Closed cldellow closed 8 months ago
That's superb!
With North America I get an even bigger memory saving - down from 20.1GB to 13.2GB (using --store
and with shapefiles). I think about 4GB of that is ClipCache so there may be some opportunity to optimise further, e.g. by using an LRU cache as you mention in the comments.
On my usual machine, 40.2GB (with --store
) for the full planet including the poles, 5hr12m22. Really happy with that.
It was sitting on one thread for about 10/15 minutes at the end, which I'm guessing was crunching through a particularly complex set of geometries (very possibly at the poles).
I think about 4GB of that is ClipCache
Oh, wow. I hadn't thought too critically about this, but I didn't expect it to use quite that much memory.
The cache size does increase with more cores, so perhaps this is expected - for 24 cores, 4 GB is "only" 160MB/core.
I don't often test with the shapefiles, I should probably start doing that, especially as I think the runtime overhead is much smaller now (and especially after #614 lands).
so there may be some opportunity to optimise further, e.g. by using an LRU cache as you mention in the comments.
I imagined the LRU cache would help with runtime, but not with memory usage. The benefit I was hoping for is that we'd more often have relevant things in the cache, but I wasn't planning on shrinking the cache.
The cache might still be oversized, though.

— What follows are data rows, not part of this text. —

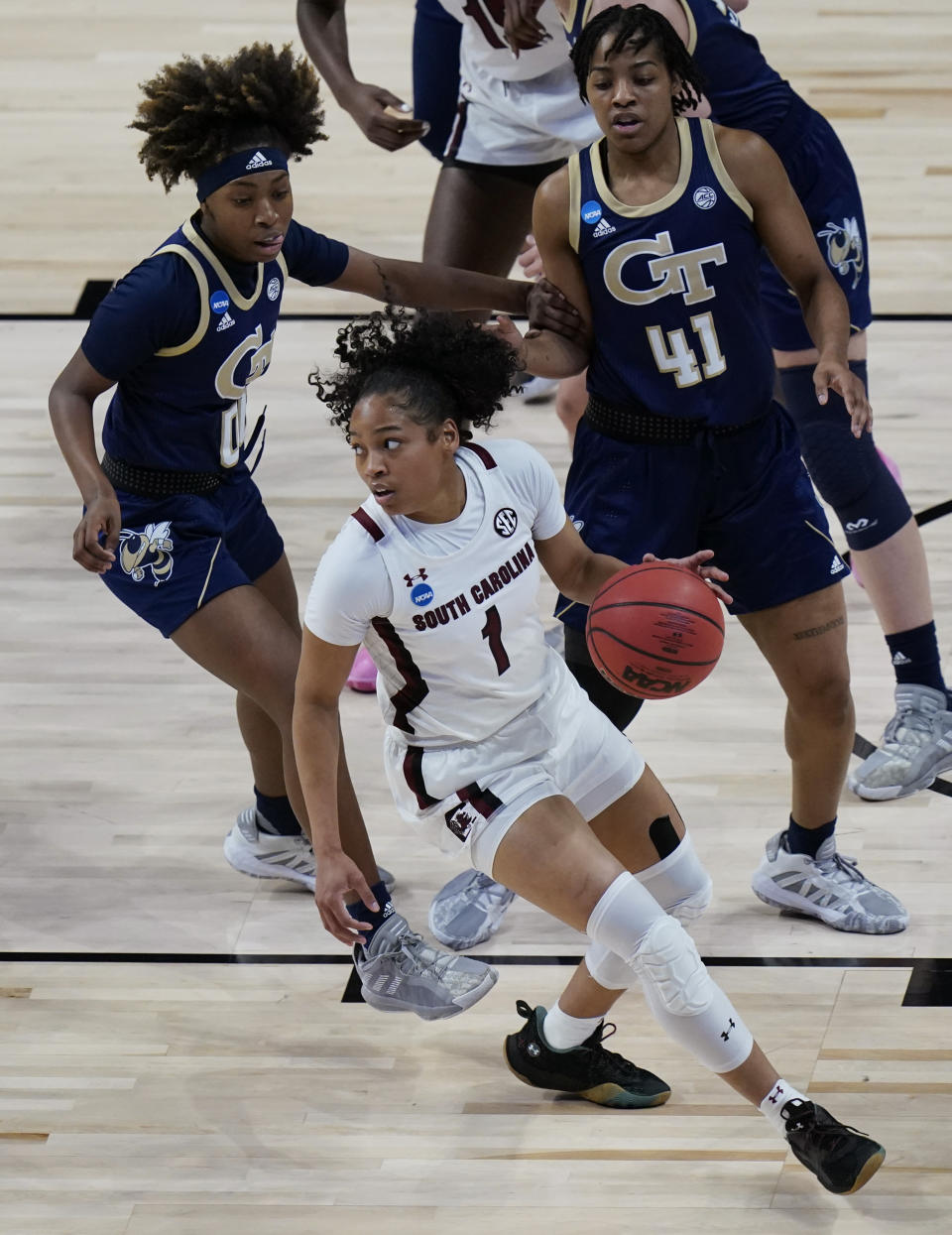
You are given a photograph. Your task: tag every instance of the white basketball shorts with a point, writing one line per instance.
(464, 798)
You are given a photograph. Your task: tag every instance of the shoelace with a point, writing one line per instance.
(841, 868)
(910, 719)
(807, 1122)
(404, 950)
(487, 883)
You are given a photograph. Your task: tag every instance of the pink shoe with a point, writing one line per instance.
(363, 672)
(892, 467)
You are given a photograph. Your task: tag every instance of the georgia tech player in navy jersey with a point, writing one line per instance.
(173, 522)
(655, 232)
(492, 749)
(745, 91)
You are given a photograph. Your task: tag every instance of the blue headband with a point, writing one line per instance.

I didn't really experiment at all to find where the point of diminishing returns started, I just picked a number, observed an improvement and went with it.
It was sitting on one thread for about 10/15 minutes at the end
I also noticed this, and I noticed that GB had a similar straggler on the Hetzner box (Ubuntu 22.04).
Interestingly, the GB straggler doesn't appear when I run locally (Ubuntu 20.04) or when I ran on the Hetzner box prior to the #611 change.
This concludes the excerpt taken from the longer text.